積み重なった小さな失敗に立ちゆかなくなり、
もう二度と学校になんか行きたくないと肩を落とす。
皆さまにもきっと、そういったご経験があるのではないでしょうか。
教室の中にすし詰めにされた雛たちは、
常に協調と同調を求められています。
しかし雛たちは、生まれながらに知っているのです。
誰しもが平等ではなく、決して分かり合えない相手もいることを。
遠い日の私たちがそうであったように、知ってしまっている。
出口のないその賢しさは、時に「いじめ」となって現れます。
しかもその多くは、大人たちの目を擦り抜けている。
パッキングされた教室では、部外者になるのが難しいのです。
少なくとも私がいた教室ではそうでした。
一人残らず全員が、常に加害者か被害者に属していました。
我が身は可愛い。我が身は可愛い。我が身が可愛かったがために。
潰してしまった友情がありました。
殺してしまった笑顔が、そこにありました。
だからこそ今日の自分を、「全部燃やしてしまいたい」と願いました。
この物語では、そんなありふれた鳥かごの中の一つを覗くことができます。
擦れて傷つけ合う雛たちの、誰一人として悪者ではない物語です。
どうかその結末に、夕やけ色が微笑まんことを。
誰にでも優しい人は、きっと、誰かにとって時に残酷だ。きっと、優しいだけではなく、強さを持っていることが必要なのだ。そう感じさせてくれる一作。
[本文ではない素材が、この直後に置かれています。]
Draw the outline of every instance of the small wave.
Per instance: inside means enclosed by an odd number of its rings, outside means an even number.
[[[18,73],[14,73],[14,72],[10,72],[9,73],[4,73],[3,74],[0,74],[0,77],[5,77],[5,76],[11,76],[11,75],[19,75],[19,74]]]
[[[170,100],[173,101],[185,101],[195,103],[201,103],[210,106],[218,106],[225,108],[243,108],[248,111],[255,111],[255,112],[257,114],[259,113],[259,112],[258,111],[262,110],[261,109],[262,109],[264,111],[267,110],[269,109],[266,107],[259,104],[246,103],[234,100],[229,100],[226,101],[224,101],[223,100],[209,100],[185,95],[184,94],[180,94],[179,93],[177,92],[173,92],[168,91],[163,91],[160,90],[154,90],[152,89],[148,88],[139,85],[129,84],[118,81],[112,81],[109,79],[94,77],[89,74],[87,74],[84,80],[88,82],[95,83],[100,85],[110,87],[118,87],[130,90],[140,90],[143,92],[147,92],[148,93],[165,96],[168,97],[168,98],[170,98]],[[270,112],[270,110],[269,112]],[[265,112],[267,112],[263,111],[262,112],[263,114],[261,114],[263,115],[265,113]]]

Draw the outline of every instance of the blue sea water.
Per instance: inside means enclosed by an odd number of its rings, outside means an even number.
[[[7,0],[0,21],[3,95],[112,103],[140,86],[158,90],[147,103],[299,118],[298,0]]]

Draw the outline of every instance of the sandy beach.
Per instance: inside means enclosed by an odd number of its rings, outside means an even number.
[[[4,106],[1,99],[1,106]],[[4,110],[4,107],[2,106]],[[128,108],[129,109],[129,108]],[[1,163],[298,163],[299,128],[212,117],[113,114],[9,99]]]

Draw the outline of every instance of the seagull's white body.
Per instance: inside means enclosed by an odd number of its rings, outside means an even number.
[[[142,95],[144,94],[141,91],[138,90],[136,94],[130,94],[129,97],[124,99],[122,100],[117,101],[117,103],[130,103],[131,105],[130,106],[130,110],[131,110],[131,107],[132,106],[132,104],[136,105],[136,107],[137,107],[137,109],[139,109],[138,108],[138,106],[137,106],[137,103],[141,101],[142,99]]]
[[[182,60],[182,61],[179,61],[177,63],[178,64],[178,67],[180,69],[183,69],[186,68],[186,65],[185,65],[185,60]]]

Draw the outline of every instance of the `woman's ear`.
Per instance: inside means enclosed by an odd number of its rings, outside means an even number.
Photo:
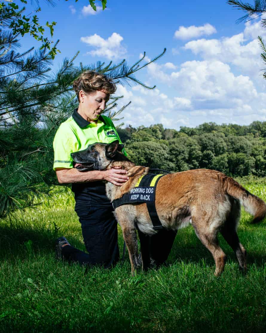
[[[82,90],[80,90],[78,93],[78,97],[79,98],[79,101],[81,103],[83,103],[84,99],[84,93]]]

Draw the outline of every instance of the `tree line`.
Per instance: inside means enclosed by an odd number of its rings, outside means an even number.
[[[171,172],[205,168],[233,177],[266,175],[266,122],[249,125],[205,123],[179,131],[161,124],[119,129],[129,158]]]

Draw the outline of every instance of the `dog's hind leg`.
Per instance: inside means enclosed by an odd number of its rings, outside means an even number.
[[[234,200],[231,201],[231,209],[230,214],[220,231],[235,253],[239,268],[245,273],[247,269],[246,251],[239,242],[236,232],[236,227],[240,216],[240,205]]]
[[[147,270],[150,266],[151,237],[138,229],[138,233],[140,243],[141,260],[142,261],[142,270]]]
[[[215,261],[216,269],[215,275],[218,276],[221,273],[224,268],[226,260],[226,256],[220,247],[217,237],[217,230],[211,230],[207,227],[202,228],[201,223],[198,224],[200,226],[200,227],[198,226],[197,224],[195,223],[195,220],[192,219],[192,225],[195,229],[196,234],[199,238],[201,241],[203,245],[208,249],[212,255]],[[206,223],[204,223],[204,226],[207,225]]]
[[[239,268],[244,273],[245,272],[247,269],[246,251],[239,242],[236,231],[227,227],[226,225],[220,231],[223,238],[235,253],[239,262]]]

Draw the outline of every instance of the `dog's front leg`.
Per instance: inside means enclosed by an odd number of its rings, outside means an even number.
[[[128,251],[131,263],[132,275],[135,274],[135,269],[139,266],[138,253],[137,234],[134,227],[126,226],[123,228],[123,235]]]
[[[151,265],[151,237],[149,235],[142,232],[138,228],[138,233],[140,243],[142,270],[147,270]]]

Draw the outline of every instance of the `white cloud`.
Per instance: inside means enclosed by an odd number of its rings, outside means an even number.
[[[209,36],[216,32],[216,29],[209,23],[200,27],[191,25],[186,28],[181,26],[175,32],[174,37],[178,39],[190,39],[204,35]]]
[[[95,34],[86,37],[81,37],[80,41],[96,48],[95,50],[88,52],[88,54],[113,59],[123,58],[126,53],[126,49],[121,45],[123,39],[119,34],[114,32],[107,39]]]
[[[179,109],[188,109],[191,107],[191,101],[184,97],[175,97],[175,105]]]
[[[266,38],[266,30],[260,21],[245,23],[242,33],[220,39],[202,39],[187,43],[183,49],[190,50],[204,60],[219,60],[236,66],[245,75],[258,78],[263,64],[258,35]]]
[[[102,11],[102,7],[100,6],[96,6],[96,10],[94,10],[90,5],[84,6],[81,10],[81,12],[84,16],[88,15],[96,15],[100,13]]]
[[[164,67],[169,69],[176,69],[176,66],[174,65],[173,63],[166,63],[165,64]]]
[[[70,10],[71,11],[71,13],[72,14],[74,14],[75,13],[76,10],[76,9],[73,6],[72,6],[72,5],[70,5],[68,7],[70,8]]]

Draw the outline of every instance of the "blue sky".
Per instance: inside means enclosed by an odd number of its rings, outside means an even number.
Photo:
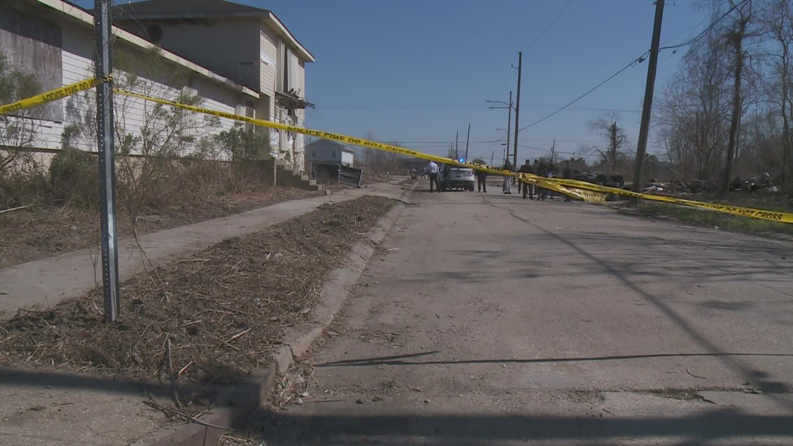
[[[316,104],[307,126],[374,136],[445,155],[471,123],[469,158],[500,161],[507,101],[515,90],[523,52],[521,127],[553,112],[649,48],[652,0],[237,0],[275,13],[316,57],[307,68],[306,94]],[[696,0],[668,0],[661,42],[677,44],[708,24]],[[78,2],[90,6],[93,2]],[[657,93],[684,51],[662,52]],[[646,62],[629,68],[569,109],[523,130],[519,144],[581,152],[603,146],[587,124],[616,109],[635,144]],[[513,117],[514,125],[514,117]],[[651,147],[652,150],[652,147]],[[547,154],[519,147],[519,160]]]

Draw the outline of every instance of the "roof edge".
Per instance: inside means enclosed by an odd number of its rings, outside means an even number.
[[[33,2],[41,4],[44,6],[48,6],[52,10],[55,10],[56,12],[63,13],[68,17],[72,17],[73,19],[75,19],[78,21],[83,22],[86,25],[90,25],[92,28],[94,26],[94,14],[89,13],[88,11],[83,10],[82,8],[80,8],[79,6],[77,6],[76,5],[71,3],[70,2],[67,2],[65,0],[33,0]],[[113,26],[113,34],[116,37],[117,39],[121,39],[125,41],[126,43],[132,44],[132,46],[138,47],[141,49],[155,49],[155,48],[159,49],[160,51],[160,54],[166,60],[168,60],[178,65],[181,65],[190,71],[195,71],[196,73],[198,73],[203,75],[204,77],[212,79],[216,83],[222,83],[224,85],[230,87],[248,96],[251,96],[257,99],[259,98],[259,93],[254,91],[253,90],[251,90],[250,88],[245,86],[240,85],[228,78],[221,76],[220,75],[218,75],[214,71],[209,70],[208,68],[205,68],[204,67],[201,67],[197,63],[195,63],[194,62],[191,62],[180,56],[177,56],[176,54],[167,51],[164,48],[162,48],[157,46],[156,44],[147,40],[146,39],[144,39],[143,37],[140,37],[136,34],[130,33],[129,31],[126,31],[117,26]]]
[[[297,48],[297,50],[303,56],[303,59],[305,59],[308,62],[316,61],[316,60],[314,58],[314,55],[312,54],[305,47],[304,47],[302,44],[297,41],[297,39],[296,39],[295,37],[292,35],[292,33],[289,32],[289,29],[286,28],[286,25],[284,25],[282,21],[281,21],[281,20],[278,17],[278,16],[273,13],[273,11],[268,11],[268,18],[270,18],[270,20],[275,25],[275,26],[278,29],[278,30],[281,31],[285,36],[286,36],[286,37],[288,37],[292,41],[292,44]]]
主人公は心優しい転校生。東京から転校してきたことで、転校先に馴染めるのか不安だった。そんな主人公と、仲良くなった一人の少女。しかし彼女はクラスでイジメにあっていた。そのことを知らされた主人公は、少女を避けてしまう。
しかし、決定的なイジメの場面を目撃した主人公は、ささやかながら自分で前に一歩踏み出す。空気を読んで、他人に合わせて、それで平和ならそれでいい。自分が一人になっても、他人に嫌われなければいい。そう思い、常に何かに怯え、イジメも傍観者になろうとした主人公。しかし、ちょっとの勇気が、強さに変わる。その瞬間を、その過程を、リアルに描いた作品だ。
是非、御一読下さい。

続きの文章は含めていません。